I'm using semantic-release
to auto find out the next version based on the git commit. It's working fine with creating new version, upload to npm and create new git tag. And semantic-release
is executed whenever code is merged to master.
However, in Node.js or front-end project, usually we have a file named package.json
. In this file, there is also a version number. My problem is that the version in package.json
is not updated, which may conflicts with the latest version number on npm. This is said to be done using semantic-relase/git
plugin, however, I'm still confused.
So I wonder what is the best practice?
-
After code is merged to master, run
semantic-release/git
to push a version update commit. However, GitLab stopped me because master is a protected branch and it forbids all direct pushes. I also think that it's not right to direct push. -
When merged to master, run
semantic-release
to find out next version. Then checkout another branch (maybe called feat_version), update the version and push to feat_version branch, then trigger merge request to master (without approval need). However, this method is a bit complicated and I'm not sure if it can be done in GitLab CI/CD pipeline.
Best Answer
My preference is for, and experience is with, your first option. Have the CD pipeline filter out "version bump" commits (usually based on the identity of the committing user).
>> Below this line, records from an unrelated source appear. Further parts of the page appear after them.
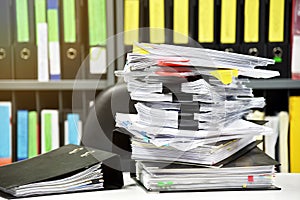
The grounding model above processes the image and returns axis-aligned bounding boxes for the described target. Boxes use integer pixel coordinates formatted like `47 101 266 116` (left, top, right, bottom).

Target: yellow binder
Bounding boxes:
268 0 285 42
244 0 259 43
220 0 237 44
198 0 214 43
173 0 189 44
124 0 140 45
149 0 165 43
289 96 300 173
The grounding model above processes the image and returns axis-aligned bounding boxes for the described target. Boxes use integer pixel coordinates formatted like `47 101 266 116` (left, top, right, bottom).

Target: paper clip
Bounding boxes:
81 150 95 158
69 147 84 154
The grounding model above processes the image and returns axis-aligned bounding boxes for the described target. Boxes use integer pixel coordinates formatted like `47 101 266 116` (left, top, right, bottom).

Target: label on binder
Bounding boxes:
16 0 30 42
198 0 214 43
268 0 285 42
220 0 237 44
89 47 107 74
149 0 165 43
244 0 259 43
124 0 140 45
63 0 76 43
173 0 189 44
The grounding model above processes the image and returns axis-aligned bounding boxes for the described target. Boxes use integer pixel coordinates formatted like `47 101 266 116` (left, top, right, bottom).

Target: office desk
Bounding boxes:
0 173 299 200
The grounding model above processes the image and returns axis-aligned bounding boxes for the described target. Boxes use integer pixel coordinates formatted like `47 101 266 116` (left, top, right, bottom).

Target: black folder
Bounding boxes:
241 0 267 58
0 0 13 79
0 144 123 198
266 0 292 78
218 0 242 53
60 0 85 79
12 0 37 79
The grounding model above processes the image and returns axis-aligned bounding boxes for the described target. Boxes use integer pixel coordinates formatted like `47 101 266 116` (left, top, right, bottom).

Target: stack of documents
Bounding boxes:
136 147 279 191
115 43 279 191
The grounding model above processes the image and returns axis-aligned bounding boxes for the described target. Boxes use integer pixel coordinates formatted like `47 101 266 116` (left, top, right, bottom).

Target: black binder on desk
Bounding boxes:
241 0 267 58
266 0 292 78
0 144 123 198
0 0 13 79
198 0 219 50
219 0 242 53
12 0 37 79
60 0 85 79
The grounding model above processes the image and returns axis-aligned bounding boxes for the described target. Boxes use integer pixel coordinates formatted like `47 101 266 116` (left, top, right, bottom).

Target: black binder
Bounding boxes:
12 0 37 79
0 0 13 79
266 0 292 78
0 144 123 198
241 0 267 58
218 0 243 53
60 0 85 79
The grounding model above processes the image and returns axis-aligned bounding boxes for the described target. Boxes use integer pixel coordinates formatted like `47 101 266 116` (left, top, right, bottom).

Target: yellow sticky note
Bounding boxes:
124 0 140 45
268 0 285 42
198 0 214 43
173 0 189 44
220 0 237 44
132 44 149 54
149 0 165 43
209 69 238 85
244 0 259 43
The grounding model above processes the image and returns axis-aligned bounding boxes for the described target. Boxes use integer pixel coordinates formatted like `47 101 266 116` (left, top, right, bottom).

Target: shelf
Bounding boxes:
1 79 300 91
0 80 108 91
246 79 300 89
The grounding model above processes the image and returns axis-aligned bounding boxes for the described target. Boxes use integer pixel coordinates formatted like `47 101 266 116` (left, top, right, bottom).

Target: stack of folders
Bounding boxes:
115 43 280 191
0 145 123 198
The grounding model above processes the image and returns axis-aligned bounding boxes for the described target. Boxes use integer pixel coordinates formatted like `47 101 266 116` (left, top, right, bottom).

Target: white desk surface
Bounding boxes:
1 173 299 200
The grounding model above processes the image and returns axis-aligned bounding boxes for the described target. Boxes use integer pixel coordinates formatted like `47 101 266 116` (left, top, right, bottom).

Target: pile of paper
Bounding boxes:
115 43 279 191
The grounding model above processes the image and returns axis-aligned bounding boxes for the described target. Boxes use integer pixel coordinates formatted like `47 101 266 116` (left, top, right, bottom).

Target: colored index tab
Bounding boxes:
244 0 259 43
16 0 30 42
44 113 52 153
220 0 237 44
48 0 59 42
34 0 47 45
88 0 107 46
209 69 238 85
124 0 140 45
63 0 76 43
198 0 214 43
173 0 189 44
149 0 165 43
268 0 285 42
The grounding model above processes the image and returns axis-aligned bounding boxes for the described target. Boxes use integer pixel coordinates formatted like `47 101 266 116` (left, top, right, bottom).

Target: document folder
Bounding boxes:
219 0 242 52
266 0 292 78
0 144 124 198
61 0 85 79
13 0 37 79
289 96 300 173
0 102 12 166
87 0 107 78
0 0 13 79
241 0 267 57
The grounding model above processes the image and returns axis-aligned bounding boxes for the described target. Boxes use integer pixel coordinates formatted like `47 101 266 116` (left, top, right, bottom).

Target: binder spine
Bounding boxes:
13 0 38 79
0 0 13 79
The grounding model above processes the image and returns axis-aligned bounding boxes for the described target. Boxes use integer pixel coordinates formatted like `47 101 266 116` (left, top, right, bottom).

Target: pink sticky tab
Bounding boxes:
248 176 254 182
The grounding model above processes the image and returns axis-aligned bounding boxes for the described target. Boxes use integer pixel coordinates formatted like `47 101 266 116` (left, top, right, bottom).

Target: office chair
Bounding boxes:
81 82 136 167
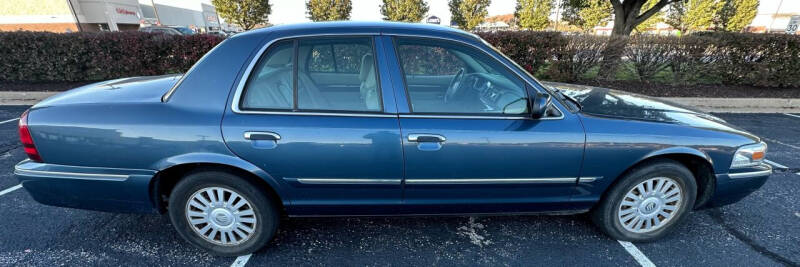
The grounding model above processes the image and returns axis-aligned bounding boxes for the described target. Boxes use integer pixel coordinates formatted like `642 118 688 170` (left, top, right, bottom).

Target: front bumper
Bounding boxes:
705 163 772 208
14 160 158 213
Really the second option is only working around the fact that you don't allow the version-bump bot to commit directly to main, and introduces irrelevant branches and PRs.
I find it a little weird when working in this way, that you get a version x.y.z, then a commit with new behaviour but the same version x.y.z, then the commit that bumps the version to (probably) x.y.z+1. The solution for that is your option 3 ;), apply the semantic release bump and the associated changes as an atomic rebase on top of main.